I am sure, by now you have heard about the benefits of the Mediterranean diet. I have to declare my bias here, as I was raised on the traditional Greek diet and subsequently, I raised my daughters on the same diet.
The other important factor that needs to be highlighted is that the Mediterranean lifestyle incorporates the Mediterranean diet, by eating local, seasonal, fresh, home cooked food as well as being physically active, afternoon siestas, enjoying meals with family and friends and having close community ties.
The foods that are typically consumed in the Mediterranean diet are:
vegetables (especially greens, like spinach and non-starchy vegetables like eggplant, zucchini, cauliflower, artichokes, tomatoes etc.), legumes (especially lentils, chickpeas and beans), fruits (local and seasonal), whole grains, nuts and seeds, fresh locally caught fish, olive oil, olives and dairy products from goat’s milk (like feta cheese and yoghurt) with small amounts of red meat, poultry, and red wine.
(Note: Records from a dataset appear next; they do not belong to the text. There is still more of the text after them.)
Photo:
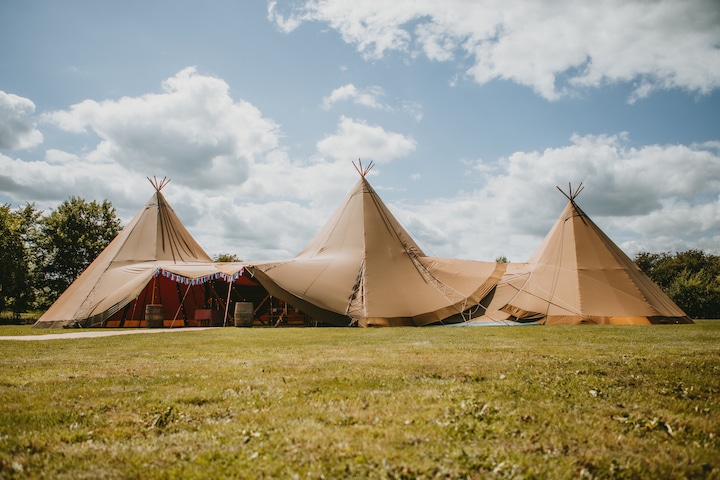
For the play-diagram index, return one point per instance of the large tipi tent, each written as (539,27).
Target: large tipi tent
(578,275)
(138,268)
(364,269)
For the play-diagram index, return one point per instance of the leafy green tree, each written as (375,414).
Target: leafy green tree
(16,233)
(691,279)
(69,239)
(698,294)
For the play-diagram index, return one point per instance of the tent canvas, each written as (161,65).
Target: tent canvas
(579,275)
(155,240)
(363,268)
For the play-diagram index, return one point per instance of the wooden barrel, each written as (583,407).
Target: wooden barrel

As a result of eating the Mediterranean diet the types of nutrients consumed include: antioxidants, vitamins, minerals, omega-3 fatty acids, monounsaturated fat, fibre and a range of plant phytochemicals such as flavonoids, sterols and carotenoids. All of which have multiple health benefits.
The Seven Country Study revealed that the inhabitants of the island of Crete in Greece, had the lowest rate of death due to heart disease. Many studies have substantiated the benefits of the traditional Mediterranean diet for the protection against many chronic diseases (such as heart disease, stroke, and cancer) and for contributing to longevity.
The Mediterranean diet is also associated with improved cognitive function, and reduced incidence of Parkinson’s disease, Alzheimer’s disease and depression.
The reason I am highlighting the Mediterranean diet is due to the fact that it has many healthful benefits in terms of brain health, emotional health and physical health. This is very important for all of us, but more so for children and adolescents diagnosed with ADHD.
The Raine Study, which was conducted in Western Australian, clearly identified that takeaway foods, processed meats, high-fat dairy products and soft drinks, were associated with an ADHD diagnosis. The ‘healthy’ dietary patterns that were not associated with ADHD, included high intakes of vegetables, legumes, fruit, whole grains and fish. These ‘healthy’ dietary patterns from the Raine Study have similarities with the traditional Mediterranean diet.